Я с шипением, сквозь зубы втянул пряный, холодный воздух. Передвинул поудобнее ноющее колено и посмотрел в желтые глаза виглара. Знаменитый серебряный меч комиссара лежал на столе между нами. На лезвии тускло мерцала вертикальная линия черненой гравировки: «иса», руна вечного льда.

– Я не люблю убивать безоружных, – раздался негромкий спокойный голос, – и вы вправе мстить за свой род. Вы за этим меня позвали?

– Нет, комиссар, – я опустил «господина», но Иса промолчал. – Я хотел попросить вас о помощи. Мстить я не буду. Не потому, что боюсь проиграть, а потому, что вы исполняли приказ. И мстить нужно не вам.

– Вы собираетесь бросить вызов лорду? – комиссар откинулся на спинку стула, не отводя испытующего взгляда.

Кровная месть – нерушимый закон Северной Границы, понятный любому ее обитателю. И когда-то я и вправду мечтал о ней, жил ею, дышал только ради нее, берёг, словно какую-то реликвию, единственное наследство, кроме памяти, искромсанной до одного бесконечного дня. И постепенно настолько слился с ее тенью, что перестал замечать. Привык к тлеющему на границе сознания костру ярости. Чистой ярости, не имеющей ни причины, ни цели своего существования. Я и сейчас с легкостью могу протянуть руку, зачерпнуть полную горсть этого всеопаляющего пламени, и от него не убудет ни капли.

Но что мне даст заведомо проигрышный поединок с повелителем хатров? Смерть от чужого меча, которая не вернет мне прошлое, но отнимет будущее у всего мира? И даже если отсрочить этот поединок – исход будет один. Еще неизвестно, смогу ли я вернуться в Моокрогг из пространства Престола, назначать дуэли – курам на смех. Да и бросать вызов сюзерену своего единственного союзника… Хатры считают месть священным правом каждого, но никто не обязывает Иса помогать тому, кто покушался на жизнь его повелителя. А мне нужна его помощь, как ни крути. Поэтому я не стал отвечать, просто задал вопрос, который давно меня мучил:

– Почему вы тогда оставили меня в живых, комиссар?

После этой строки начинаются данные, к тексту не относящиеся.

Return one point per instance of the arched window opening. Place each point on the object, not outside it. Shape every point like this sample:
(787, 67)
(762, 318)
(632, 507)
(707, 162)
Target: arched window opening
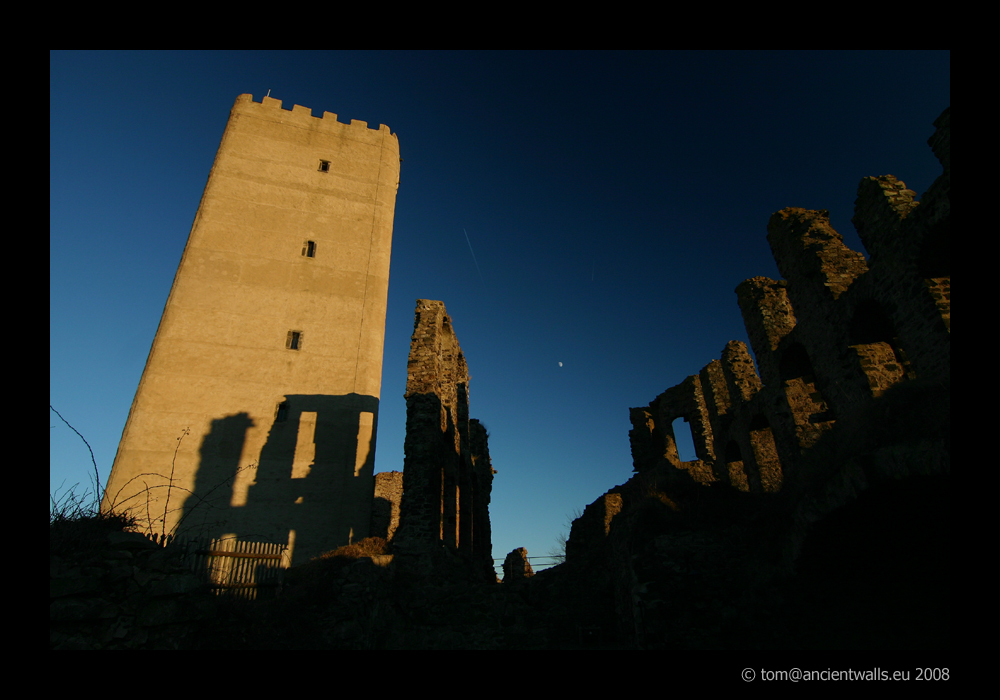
(683, 439)
(734, 466)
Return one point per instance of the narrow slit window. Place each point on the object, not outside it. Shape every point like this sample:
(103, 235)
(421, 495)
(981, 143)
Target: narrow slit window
(281, 413)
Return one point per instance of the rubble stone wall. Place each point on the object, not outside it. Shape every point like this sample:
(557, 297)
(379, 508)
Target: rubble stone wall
(447, 474)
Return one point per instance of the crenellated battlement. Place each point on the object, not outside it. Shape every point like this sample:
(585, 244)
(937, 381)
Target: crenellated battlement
(271, 106)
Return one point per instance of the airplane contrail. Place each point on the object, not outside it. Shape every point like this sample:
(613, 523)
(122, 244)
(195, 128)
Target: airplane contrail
(474, 258)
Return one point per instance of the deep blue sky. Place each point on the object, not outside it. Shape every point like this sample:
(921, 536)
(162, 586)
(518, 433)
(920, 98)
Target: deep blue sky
(613, 201)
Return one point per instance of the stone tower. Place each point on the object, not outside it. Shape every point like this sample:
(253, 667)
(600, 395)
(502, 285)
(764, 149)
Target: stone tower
(256, 414)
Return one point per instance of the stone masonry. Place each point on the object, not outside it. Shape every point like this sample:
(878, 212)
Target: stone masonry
(447, 474)
(833, 335)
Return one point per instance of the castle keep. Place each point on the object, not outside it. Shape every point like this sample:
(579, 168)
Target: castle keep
(257, 410)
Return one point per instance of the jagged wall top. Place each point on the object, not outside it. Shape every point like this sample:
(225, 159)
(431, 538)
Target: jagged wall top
(304, 115)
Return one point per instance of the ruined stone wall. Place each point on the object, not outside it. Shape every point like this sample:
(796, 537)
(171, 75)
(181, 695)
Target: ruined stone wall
(832, 336)
(385, 507)
(447, 473)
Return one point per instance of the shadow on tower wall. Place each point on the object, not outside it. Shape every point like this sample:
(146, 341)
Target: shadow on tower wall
(313, 484)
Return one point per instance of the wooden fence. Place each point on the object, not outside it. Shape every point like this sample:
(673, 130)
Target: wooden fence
(247, 570)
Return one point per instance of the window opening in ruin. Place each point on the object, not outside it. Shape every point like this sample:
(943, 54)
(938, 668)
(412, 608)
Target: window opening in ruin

– Не мог поступить иначе, – пожал плечами виглар. – Вы урожденный Неметона Скальнарго.

– И все?

– Этого более чем достаточно.

– Допустим. Что вообще представляет из себя этот Неметон?

– Семь небольших селений на северном склоне Скальнарго в пределах фона источника постоянных магических искажений, Обетного Камня, – Иса переплел руки на груди. – Вы родились в центральном, Куолемьере, оно расположено ближе всех к Камню. Вся эта зона – аномалия, условно пригодная для жизни, с первых дней своего основания заселенная только людьми.

– Наиболее чувствительной к искажениям расой.

– Этому были причины, поверьте, но сейчас речь о вас. Звор, вы урожденный некромант Неметона Скальнарго. Чем дальше вы будете уходить по своему пути Избранного Смертью, тем ярче будет проявляться ваша суть. Урожденные редко доживают до ваших лет: кто-то не может примириться с собой, кто-то – с другими. Вас воспитали те, кто хорошо понимает каким жарким может быть огонь ярости в вашей крови. И сколь он губителен, если возьмет верх над рассудком. Можете считать это подарком Судьбы.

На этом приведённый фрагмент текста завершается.